It turns out the last four years have actually been totally and completely wrong.

On August 4, 2020. I found out that I have LADA – Latent Autoimmune Diabetes in Adults.

Meaning, my original diagnosis shared some characteristics of type 2, but was not – it was autoimmune. I was never tested for antibodies, so I never knew.

Meaning, I have a form of type 1 diabetes. My body is attacking my insulin-producing cells slowly over time.

Meaning, one day, I won’t produce any insulin at all.

I know. What???

Buckle in for a long ride and a lot of emotions. This is an entire word vomit of the way I feel after having my diagnosis confirmed.

I starting writing this on the day I was diagnosed, and I’ve been processing the feelings for nearly three months.

First, what is LADA?

LADA is a form of type 1 diabetes.

LADA is an autoimmune condition.

People with LADA have a slower onset of type 1 diabetes and eventually become completely insulin-dependent when their pancreas stops producing insulin.

It can be misdiagnosed as type 2 diabetes at the onset, unless your doctor screens you with the GAD-65, IA2 or IAA and checks your C-Peptide levels, which point to insulin production.

People told me that this was possible – especially because of my diagnosis story

About a year into my diagnosis, I talked to someone who said my diagnosis didn’t sound right at all, that I should get the GAD65 test.

I asked a couple of doctors, but they shrugged me off.

“Your family history, and weight signal T2D.”

And because I couldn’t get my blood sugars under control I restricted.

And I cried over being a “bad” diabetic. And I felt horrible about myself.

I felt like such a hypocrite because I was trying really hard to live my best life with diabetes, and I was miserable, and really stressed about it.

I was so incredibly frustrated by not being able to get things right.

So I took that for an answer for a long time. I restricted my carbs, I over exercised to get my blood sugars lower. I drank crazy amounts of water.

And while that obsession was fine for my blood sugar in the short term (getting my A1C in the 6’s) I knew it wasn’t sustainable.

Nor was it good for my mental health.

And when I got my A1C results in June, I knew something else was up.

It feels like a tectonic shift when your whole life is about to change.

2020 has been a huge year of change for me.
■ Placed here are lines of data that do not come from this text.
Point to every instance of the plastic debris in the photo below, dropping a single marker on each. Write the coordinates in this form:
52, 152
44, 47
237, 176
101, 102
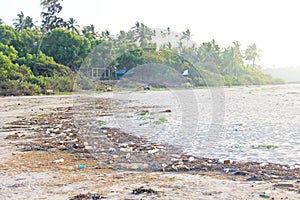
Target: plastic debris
142, 190
254, 178
82, 166
59, 160
265, 195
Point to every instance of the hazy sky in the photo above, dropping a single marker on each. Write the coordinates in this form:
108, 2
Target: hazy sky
272, 24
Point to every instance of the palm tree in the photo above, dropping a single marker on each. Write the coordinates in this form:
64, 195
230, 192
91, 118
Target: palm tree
72, 25
50, 20
90, 32
252, 53
19, 22
28, 23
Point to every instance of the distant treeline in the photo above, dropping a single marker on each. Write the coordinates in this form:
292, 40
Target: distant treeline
35, 58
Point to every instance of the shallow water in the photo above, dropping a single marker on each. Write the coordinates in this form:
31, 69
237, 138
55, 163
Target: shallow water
257, 123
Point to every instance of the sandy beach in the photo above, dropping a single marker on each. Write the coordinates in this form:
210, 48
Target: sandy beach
36, 166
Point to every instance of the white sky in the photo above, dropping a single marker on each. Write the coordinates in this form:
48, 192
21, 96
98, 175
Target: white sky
272, 24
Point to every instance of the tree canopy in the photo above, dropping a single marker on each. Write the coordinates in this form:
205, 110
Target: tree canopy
33, 58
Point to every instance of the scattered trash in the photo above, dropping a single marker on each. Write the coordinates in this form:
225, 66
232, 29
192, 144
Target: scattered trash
230, 170
154, 166
142, 190
81, 166
227, 162
152, 151
147, 87
254, 178
191, 159
241, 173
112, 150
265, 195
59, 161
283, 184
88, 196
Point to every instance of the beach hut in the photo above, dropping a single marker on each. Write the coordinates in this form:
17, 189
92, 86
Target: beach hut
120, 73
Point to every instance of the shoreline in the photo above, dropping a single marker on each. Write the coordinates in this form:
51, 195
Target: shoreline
119, 151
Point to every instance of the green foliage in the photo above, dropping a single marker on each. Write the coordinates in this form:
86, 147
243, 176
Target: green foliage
56, 50
66, 47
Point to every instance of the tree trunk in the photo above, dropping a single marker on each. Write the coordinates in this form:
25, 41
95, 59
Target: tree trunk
34, 68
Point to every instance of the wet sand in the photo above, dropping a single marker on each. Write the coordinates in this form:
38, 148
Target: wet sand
55, 174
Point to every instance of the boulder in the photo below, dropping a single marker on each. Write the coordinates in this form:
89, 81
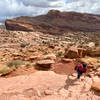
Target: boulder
82, 52
96, 86
72, 52
65, 60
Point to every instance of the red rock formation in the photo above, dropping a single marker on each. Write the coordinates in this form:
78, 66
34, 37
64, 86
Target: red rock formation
56, 22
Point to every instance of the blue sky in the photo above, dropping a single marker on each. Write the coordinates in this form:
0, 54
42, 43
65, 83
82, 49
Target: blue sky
14, 8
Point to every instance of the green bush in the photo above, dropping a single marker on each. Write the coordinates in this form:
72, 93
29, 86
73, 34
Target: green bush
59, 54
5, 69
23, 45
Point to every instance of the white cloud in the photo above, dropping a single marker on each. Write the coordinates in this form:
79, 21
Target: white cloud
13, 8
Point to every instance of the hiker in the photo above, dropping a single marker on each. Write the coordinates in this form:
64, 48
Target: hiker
81, 68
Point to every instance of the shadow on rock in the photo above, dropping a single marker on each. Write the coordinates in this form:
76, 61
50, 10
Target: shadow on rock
70, 82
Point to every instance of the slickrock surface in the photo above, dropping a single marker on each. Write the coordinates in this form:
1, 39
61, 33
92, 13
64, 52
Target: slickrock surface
56, 22
47, 86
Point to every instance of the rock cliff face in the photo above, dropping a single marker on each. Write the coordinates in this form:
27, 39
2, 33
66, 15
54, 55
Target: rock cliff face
56, 22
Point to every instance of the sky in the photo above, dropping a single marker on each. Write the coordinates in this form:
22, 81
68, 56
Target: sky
14, 8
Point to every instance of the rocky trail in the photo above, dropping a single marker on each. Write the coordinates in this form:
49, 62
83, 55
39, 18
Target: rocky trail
38, 66
48, 86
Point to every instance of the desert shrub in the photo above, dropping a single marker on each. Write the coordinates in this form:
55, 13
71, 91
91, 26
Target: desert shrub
59, 54
45, 53
16, 63
45, 42
5, 69
23, 45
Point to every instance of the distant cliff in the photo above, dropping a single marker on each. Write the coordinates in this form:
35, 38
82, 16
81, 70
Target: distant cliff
2, 26
56, 22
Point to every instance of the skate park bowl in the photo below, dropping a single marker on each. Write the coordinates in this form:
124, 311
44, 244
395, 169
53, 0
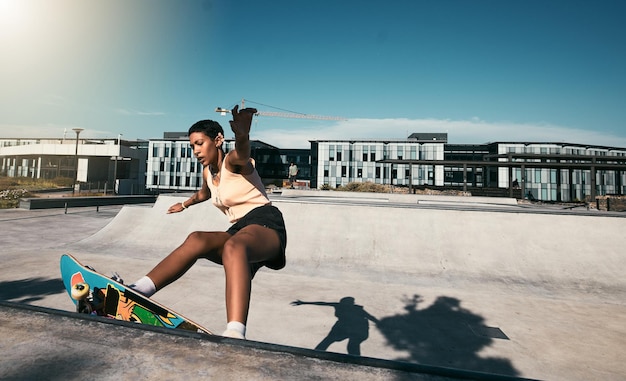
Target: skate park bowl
478, 284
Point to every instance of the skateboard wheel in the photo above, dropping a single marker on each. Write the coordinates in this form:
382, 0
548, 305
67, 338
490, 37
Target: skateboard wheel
80, 291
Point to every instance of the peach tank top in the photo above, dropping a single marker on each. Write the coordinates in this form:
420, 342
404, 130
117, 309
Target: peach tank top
238, 194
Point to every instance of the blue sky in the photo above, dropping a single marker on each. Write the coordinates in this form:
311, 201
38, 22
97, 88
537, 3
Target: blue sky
480, 70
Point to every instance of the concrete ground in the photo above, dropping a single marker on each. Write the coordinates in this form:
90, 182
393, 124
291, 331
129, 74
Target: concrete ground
480, 285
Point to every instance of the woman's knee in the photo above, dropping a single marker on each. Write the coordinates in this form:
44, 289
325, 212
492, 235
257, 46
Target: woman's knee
234, 251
I stopped being scared of just doing what I always wanted to do, so I quit my job, took a freelance gig to community manage a T2D app, set out to run my blog full time, and talk about diabetes and my life with it.

There was a point this year, where an article about my diabetes diagnosis ran in Yahoo Life.

I was so happy to get published in a big publication. It was exciting to share my story and know I would an audience to listen. I was even on the front page for a day (and it broke my website for a minute).

Then a cousin of one of my friends said the comments were absolutely horrible.

Against my better judgement, I looked.

More than 600 comments shamed me, ridiculed me, and told me I deserved type 2 diabetes because I was fat and looked unhealthy.

On top of that judgement, I was really fighting myself against falling back into a pattern of disordered eating and drowning in a cycle that made me feel like I was at fault again.

Everything within me wanted to fight every single one of those people.

I wanted to scream at them. I wanted to put them in their place. I wanted to find them on the street and be like “say your horrible comments right to my face.”

I got pissed off. I started digging my heels in through my diabetes advocacy.

I spoke over and over and over about how we were NOT treating people with T2D like second class citizens any longer.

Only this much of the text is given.